Metropolitan News-Enterprise

 

Tuesday, June 10, 2001

 

Page 8

 

Police Union Files Grievance Over Deployment of Senior Lead Officers

 

By KIMBERLY EDDS, Staff Writer

 

The Los Angeles Police Protective League announced yesterday it has filed a grievance on behalf of all senior lead officers against the city, alleging that “SLOs are not being properly deployed.”

The grievance, filed last Monday, claims the Los Angeles Police Department is violating terms set out in an agreement between the police union and the department to restore the program that designated more than 160 officers as community liaisons.

“Specifically, the agreement requires that SLOs be assigned to primarily perform their community mobilization, community-police problem solving duties,” LAPPL general counsel Hank Hernandez wrote in the grievance. “The League is informed and believes that SLOs are not being properly deployed citywide on this basis.”

The Senior Lead Officer Program was deemed by then-Police Chief Willie Williams to be a key part of community policing—a reorientation of officers in the wake of the beating of motorist Rodney King in 1991. The program designated officers to work full-time with Neighborhood Watch Groups, homeowner associations, and merchants.

Divided into different geographic areas, community members work with their own senior lead officer to deal with crime issues in their area, ranging from drug dealing on a particular corner to graffiti abatement.

The program came to a halt in 1999 when Police Chief Bernard Parks redeployed the officers to other assignments.

Since then there have been several unsuccessful attempts to re-instate the program to its form under Williams.

The latest attempt is the agreement, negotiated by the LAPD, the LAPPL, the Police Commission, City Council and then-Mayor Richard Riordan, which was supposed to allow SLOs to perform their community senior lead officer duties four days a week and be on patrol one day a week instead of requiring a five-day-a-week SLO, Councilman and former LAPPL director Dennis Zine said.

A status report submitted to the Police Commission by Police Chief Bernard Parks on May 31 found that three police divisions, Harbor, Pacific, and Newton, were not in compliance with the agreement, prompting the police union to file the grievance, Hernandez said.

“I find it very sad and distressing that police management is not supportive of the will of the community,” Zine said. “This is not some military system where you make your own rules.
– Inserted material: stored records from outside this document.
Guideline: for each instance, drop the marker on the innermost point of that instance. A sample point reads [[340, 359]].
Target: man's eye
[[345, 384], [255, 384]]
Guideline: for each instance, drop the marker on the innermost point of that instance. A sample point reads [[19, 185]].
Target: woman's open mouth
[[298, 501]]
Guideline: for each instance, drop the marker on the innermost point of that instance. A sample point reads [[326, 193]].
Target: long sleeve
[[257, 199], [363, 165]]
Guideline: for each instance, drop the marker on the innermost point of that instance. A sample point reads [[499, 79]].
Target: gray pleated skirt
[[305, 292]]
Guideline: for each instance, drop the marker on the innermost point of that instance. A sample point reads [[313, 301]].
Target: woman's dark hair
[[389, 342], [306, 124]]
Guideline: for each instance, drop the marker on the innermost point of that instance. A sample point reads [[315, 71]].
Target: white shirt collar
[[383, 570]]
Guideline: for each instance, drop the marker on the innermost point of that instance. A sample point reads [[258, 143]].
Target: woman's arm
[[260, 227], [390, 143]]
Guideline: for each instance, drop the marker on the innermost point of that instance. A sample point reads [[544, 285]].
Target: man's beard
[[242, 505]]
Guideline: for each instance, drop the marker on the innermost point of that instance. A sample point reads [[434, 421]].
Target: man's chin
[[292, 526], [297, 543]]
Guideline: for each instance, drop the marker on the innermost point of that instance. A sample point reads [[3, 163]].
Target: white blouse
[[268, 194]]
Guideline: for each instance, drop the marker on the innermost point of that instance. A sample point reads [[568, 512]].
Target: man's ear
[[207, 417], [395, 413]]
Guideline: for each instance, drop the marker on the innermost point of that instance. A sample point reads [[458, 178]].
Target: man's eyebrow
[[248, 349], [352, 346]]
They [the police department] need to follow the directions they’re given.”

Zine said that the grievance is just another example of how people are losing faith in the police department.

“The public is going to get upset and walk away,” Zine said, alluding to discussion of succession. “You can’t ignore the will of the people without consequences.”

The grievance also alleges Police Department management has reported to the Police Commission that the proposed and actual deployment of SLOs throughout the department did not deviate significantly from the agreement requirements.

“The department claims that a lack of deployment is because the officers themselves are not available due to illness and vacation,” Hernandez said. “We want to challenge that.”

Councilman Nick Pacheco, an ardent supporter of the SLO program, said filing the grievance was premature because it did not give newly elected Mayor Jim Hahn a chance to review the situation.

“I agree with the basic notion of the SLO program,” Pacheco said. “I think it’s really too soon. Other doors could have been tried before this was filed.”

Pacheco also said there was more to the grievance than just a complaint of a broken promise and that people need to look what is behind the grievance.

“What’s really behind the class-action is a paper trail that takes the position that the police chief should not get a contract extension when it comes up,” Pacheco said. “This is their way of documenting performance or lack thereof.”

Parks’ term expires next fall, and he is expected to ask for a second five-year term.

Pacheco said that he is in favor of a full return to the original SLO program, but that it needs to operate alongside the implementation of the “3-12” program.

The controversial “3-12” program would give patrol officers a three-day, 12-hour shift work week instead of the traditional five-day, eight-hour work week.

“They really need to work hand-in-hand with each other,” Pacheco said of the two programs. “At the end of the day, the most important thing is to reassure the community that they are getting both the patrol officers they need and a crime prevention tool.”

The police department has 20 days from the date the grievance was filed to respond to the police union with its position.

The LAPPL’s legal counsel will then assess the position and decide whether or not to take the matter to the Police Commission, Hernandez said.

If the matter is not resolved, it could end up before an arbitrator, in which case the arbitrator’s decision would be binding, Hernandez said.

Zine said he will investigate the matter further and could possibly bring it up before the council.

Under the city charter, the City Council does not have any specific power regarding police policy, but it can make recommendations to the mayor, Pacheco said.

Police Department officials declined comment after repeated requests.